In contrast to adult patients, nearly all pediatric ACCs are hormonally active with related clinical manifestations in the form of virilization, Cushing's syndrome, or precocious pubertas. Disorders occur with two age peaks: infancy and postpubertal (approximately 30%). The main therapeutic approach is surgical resection of the tumor, with additional systemic chemotherapy and mitotane therapy in advanced stages. Prognosis is poor with a 5-year survival rate of less than 40%. Only in infants the prognosis seems more favorable with an overall survival of about 80% in those under 4 years of age. An effective, established therapy for advanced and metastatic (high risk) ACCs does not yet exist.
Molecular studies in pediatric ACCs have identified mutations in the TP53, CTNNB1, ZNRF3 genes as well as overexpression of proteins of the IGF system. These are considered as key factors in tumorigenesis and progression. The improved molecular understanding of prognosis and tumor biology is therefore a necessary step to refine risk stratification and establish targeted therapy options for pediatric ACC patients in the future.

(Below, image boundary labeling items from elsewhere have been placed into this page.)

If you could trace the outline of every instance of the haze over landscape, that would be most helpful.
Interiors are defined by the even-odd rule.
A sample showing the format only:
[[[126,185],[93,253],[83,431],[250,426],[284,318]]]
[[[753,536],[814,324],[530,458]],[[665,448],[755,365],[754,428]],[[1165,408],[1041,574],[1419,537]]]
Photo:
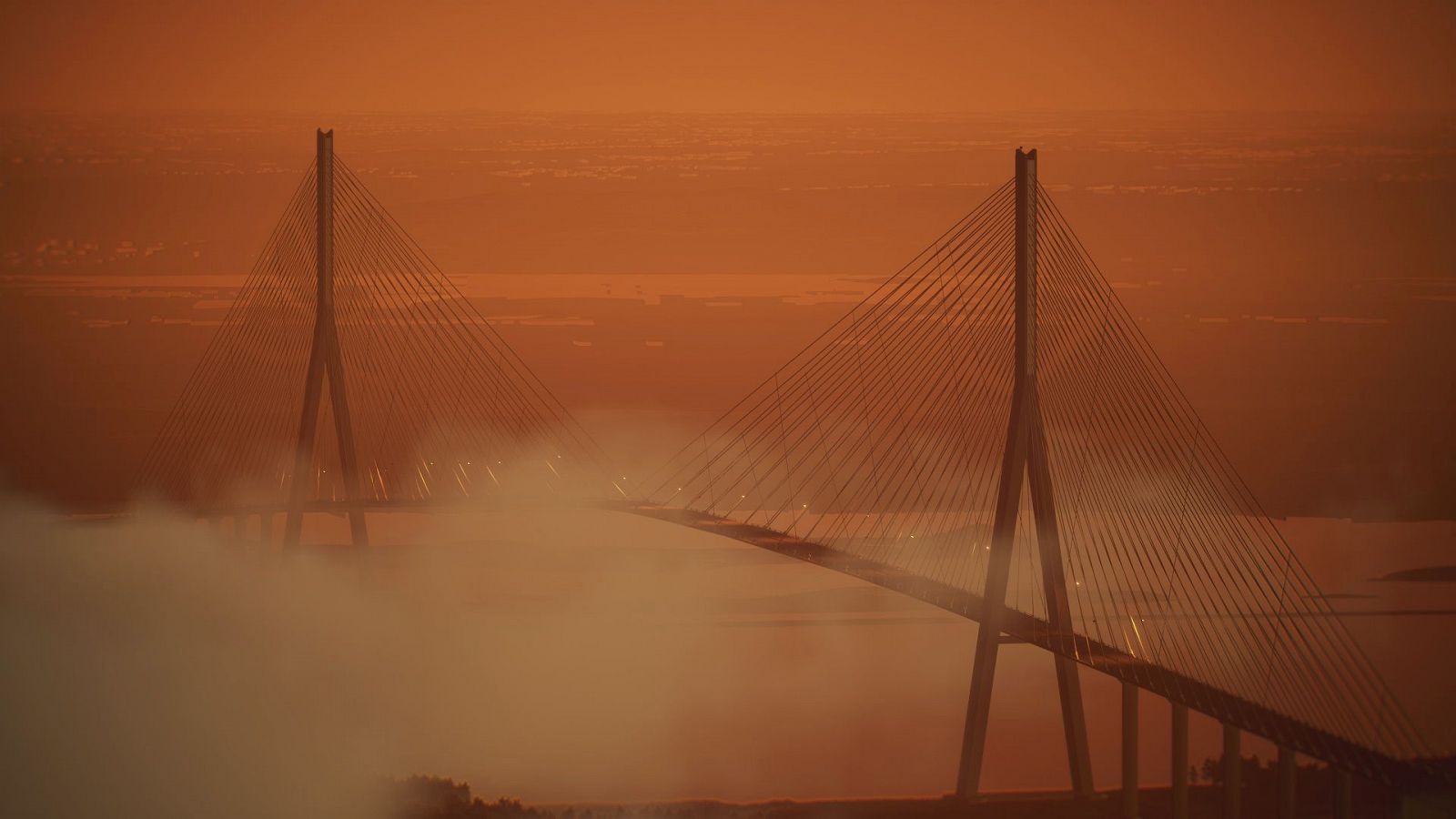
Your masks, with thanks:
[[[314,516],[323,546],[274,560],[135,494],[319,127],[632,478],[1038,149],[1208,433],[1456,752],[1456,592],[1433,571],[1456,563],[1444,4],[58,3],[3,22],[16,815],[361,815],[415,772],[537,804],[954,785],[977,627],[938,608],[596,510],[374,514],[352,557]],[[90,519],[114,512],[137,514]],[[1002,657],[984,785],[1063,788],[1051,662]],[[1118,686],[1082,676],[1111,788]],[[1168,707],[1143,701],[1143,778],[1166,784]],[[1192,742],[1216,756],[1217,724]]]

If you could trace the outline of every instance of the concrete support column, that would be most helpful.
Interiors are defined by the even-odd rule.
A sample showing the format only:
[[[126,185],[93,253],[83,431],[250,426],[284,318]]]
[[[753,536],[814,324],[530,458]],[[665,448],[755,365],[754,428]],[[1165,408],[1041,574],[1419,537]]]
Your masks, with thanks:
[[[1123,683],[1123,819],[1137,819],[1137,686]]]
[[[1294,819],[1294,777],[1299,774],[1299,765],[1294,764],[1294,752],[1284,748],[1278,749],[1278,819]]]
[[[1223,819],[1239,819],[1239,729],[1223,726]]]
[[[1335,780],[1335,819],[1353,819],[1356,815],[1354,806],[1354,780],[1350,778],[1350,771],[1344,768],[1332,768]]]
[[[1174,819],[1188,819],[1188,707],[1174,702]]]

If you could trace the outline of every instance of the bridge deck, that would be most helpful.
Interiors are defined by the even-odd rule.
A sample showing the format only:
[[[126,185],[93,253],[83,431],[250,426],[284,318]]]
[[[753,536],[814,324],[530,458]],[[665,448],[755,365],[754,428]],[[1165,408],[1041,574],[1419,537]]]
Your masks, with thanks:
[[[367,512],[425,512],[425,510],[489,510],[489,509],[533,509],[559,506],[547,498],[514,498],[508,501],[469,500],[459,503],[441,501],[313,501],[306,512],[345,513]],[[834,571],[858,577],[884,589],[907,595],[930,603],[970,621],[980,622],[984,599],[980,595],[946,586],[910,574],[893,565],[849,555],[823,544],[804,541],[792,535],[775,532],[716,517],[687,509],[673,509],[633,501],[591,501],[581,504],[590,509],[622,512],[677,523],[700,532],[711,532],[769,549],[785,557],[802,560]],[[282,512],[271,506],[236,506],[208,510],[205,516],[237,516]],[[1246,698],[1229,694],[1206,682],[1165,669],[1134,657],[1125,651],[1088,638],[1082,634],[1063,634],[1038,616],[1008,608],[1002,618],[1005,632],[1016,640],[1045,648],[1054,654],[1070,657],[1083,666],[1099,670],[1121,682],[1128,682],[1187,705],[1226,724],[1236,726],[1252,734],[1262,736],[1284,748],[1290,748],[1315,759],[1347,768],[1370,780],[1402,788],[1449,787],[1456,784],[1456,769],[1441,761],[1398,759],[1388,756],[1326,730],[1318,729]]]
[[[715,517],[693,510],[651,504],[607,504],[607,509],[724,535],[786,557],[818,564],[877,586],[900,592],[951,614],[980,621],[984,599],[980,595],[926,580],[877,561],[802,541],[792,535]],[[1208,714],[1223,723],[1270,739],[1284,748],[1356,771],[1372,780],[1398,787],[1423,787],[1456,781],[1452,771],[1427,759],[1395,759],[1310,724],[1273,711],[1242,697],[1140,660],[1111,646],[1080,634],[1059,634],[1037,616],[1008,608],[1002,619],[1010,637],[1054,654],[1070,657],[1091,669],[1144,691]]]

In order to expand the currently limited clinical knowledge on the treatment of pediatric ACCs, this project aims to identify potential drugable mutations by panel sequencing of more than 50 pediatric ACCs using the PSO-500 panel with additional specific genes of interest and methylation assays and to correlate identified mutations/methylation patterns with the clinical outcome (risk stratification). This will provide answers to the questions if there is a mutation spectrum comparable to adult ACCs, if there are "common mutations", if there are mutations/methylation patterns that correlate with clinical characteristics and a better or worse prognosis and if there are differences between pre- and postpubertal/adult ACCs.
Understanding and targeting the mechanisms of malignant transformation and tumor progression may lead to the development of better diagnostic tools/protocols and to novel therapeutic interventions in ACCs.